Sen. Mary Landrieu, D-La., has been pushing the Senate for more than two years to provide additional relief to the Gulf Coast. She said the money will help a few thousand in New Orleans, but is angry much needed money for hospitals, police, and flood prevention was cut from the final bill.
"This bill provides a foundation for some of the remaining recovery needs on the Gulf Coast, but the task is not complete," Landrieu said. "The House of Representatives unfortunately caved to White House demands and cut critical funding the Senate had passed."
President Bush is expected to pass the legislation, largely because the provision is attached to an almost $200 billion war supplemental bill that will fund the war through the first month of the next president's term.
Homeless Shelter Struggles to Stay Open
Late last year, Unity helped find apartments for roughly 300 people living in an encampment in New Orleans in Duncan Plaza, in view of City Hall.
Many of those people are now in subsidized apartments, but others have flocked to fill several blocks under a highway overpass near the French Quarter.
Others are living in shelters that are struggling to stay afloat financially after Katrina. Shelters financed by private donations won't benefit from the money appropriated by Congress this week.
The New Orleans Women's Shelter houses 20 women and six children, including Bowden's 3-week-old son. But with a weekly budget of $350 and one paid staff member, it has been forced to turn away many women who need help, including women fleeing abusive situations.
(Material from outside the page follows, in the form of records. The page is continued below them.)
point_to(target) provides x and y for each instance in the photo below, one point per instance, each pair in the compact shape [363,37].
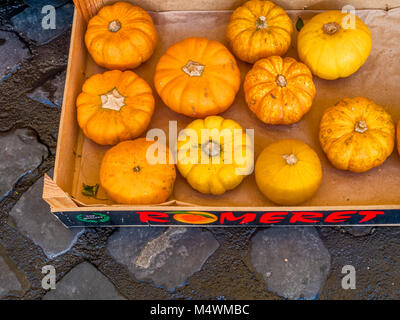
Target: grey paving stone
[42,3]
[31,215]
[293,261]
[20,152]
[357,231]
[84,282]
[13,51]
[9,283]
[165,257]
[51,92]
[28,23]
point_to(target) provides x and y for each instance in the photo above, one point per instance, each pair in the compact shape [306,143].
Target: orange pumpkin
[398,137]
[259,29]
[197,77]
[121,36]
[279,91]
[114,106]
[130,177]
[356,134]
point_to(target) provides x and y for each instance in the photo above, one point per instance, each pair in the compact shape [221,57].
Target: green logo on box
[93,217]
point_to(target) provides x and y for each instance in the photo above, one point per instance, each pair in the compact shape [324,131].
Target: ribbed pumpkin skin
[126,48]
[287,184]
[272,103]
[214,178]
[129,178]
[106,126]
[357,151]
[247,37]
[398,137]
[197,96]
[338,55]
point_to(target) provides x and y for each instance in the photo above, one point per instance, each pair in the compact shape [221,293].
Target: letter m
[245,218]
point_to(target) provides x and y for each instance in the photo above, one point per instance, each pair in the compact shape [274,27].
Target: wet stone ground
[146,263]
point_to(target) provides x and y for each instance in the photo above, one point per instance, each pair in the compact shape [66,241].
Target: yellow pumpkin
[288,172]
[334,44]
[214,155]
[356,134]
[279,91]
[197,77]
[121,36]
[259,29]
[114,106]
[129,177]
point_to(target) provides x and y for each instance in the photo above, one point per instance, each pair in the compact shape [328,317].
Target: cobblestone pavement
[146,263]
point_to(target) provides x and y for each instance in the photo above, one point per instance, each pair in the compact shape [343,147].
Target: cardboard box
[371,198]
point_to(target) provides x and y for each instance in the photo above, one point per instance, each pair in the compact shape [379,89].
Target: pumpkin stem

"It's amazing how many women come into our shelter who have been living in cars, in sheds, in gutted-out homes, with children who have gone days without eating," said Jackie Silverman, executive director of the New Orleans Women's Shelter.
Silverman, who opened the shelter in October 2007 after another women's shelter closed, said she may have to shut down the facility in February if the shelter doesn't get an infusion of donations from the public. The money she has received, mostly from a Jewish congregation in New Orleans, is dwindling.
"Because of Katrina, spouses and partners have gone to drinking, and lost jobs and rent has gone up, and so housing is out of control so there's a desperation that people feel," she said.
Tijuana Bowden, 28, a single mother of two, has been living in the New Orleans Women's Shelter in the Upper Ninth Ward for seven months.
Before the storm, Bowden lived in a small apartment and worked at a hotel. But the hotel didn't reopen after the storm. Out of a job, she lived with family out of state until her aunt told her about the women's shelter.
"Most of the shelters, they're so filled up and you have to actually be working because you have to pay to actually live there, so I don't know what I would have done," Bowden told ABC News in a telephone interview from an office in the women's shelter.
"They've provided me with diapers and clothes for my son, and helped me with childcare for both of my kids," she said. "Right now I'm looking for work, sending out resumes so I can get my feet in and actually get my own place."
Silverman, who recently made a trip to New York to see if she could find additional funding for the shelter, said she'd like to hire a professional counsellor who could help the women find jobs and childcare. But right now, she's just trying to keep her shelter running.
"Homelessness has a different face to it now,people who hae never been homeless before are suddenly in desperate need of help," she said, "This had existed before the storm, but it's exploded post-Katrina."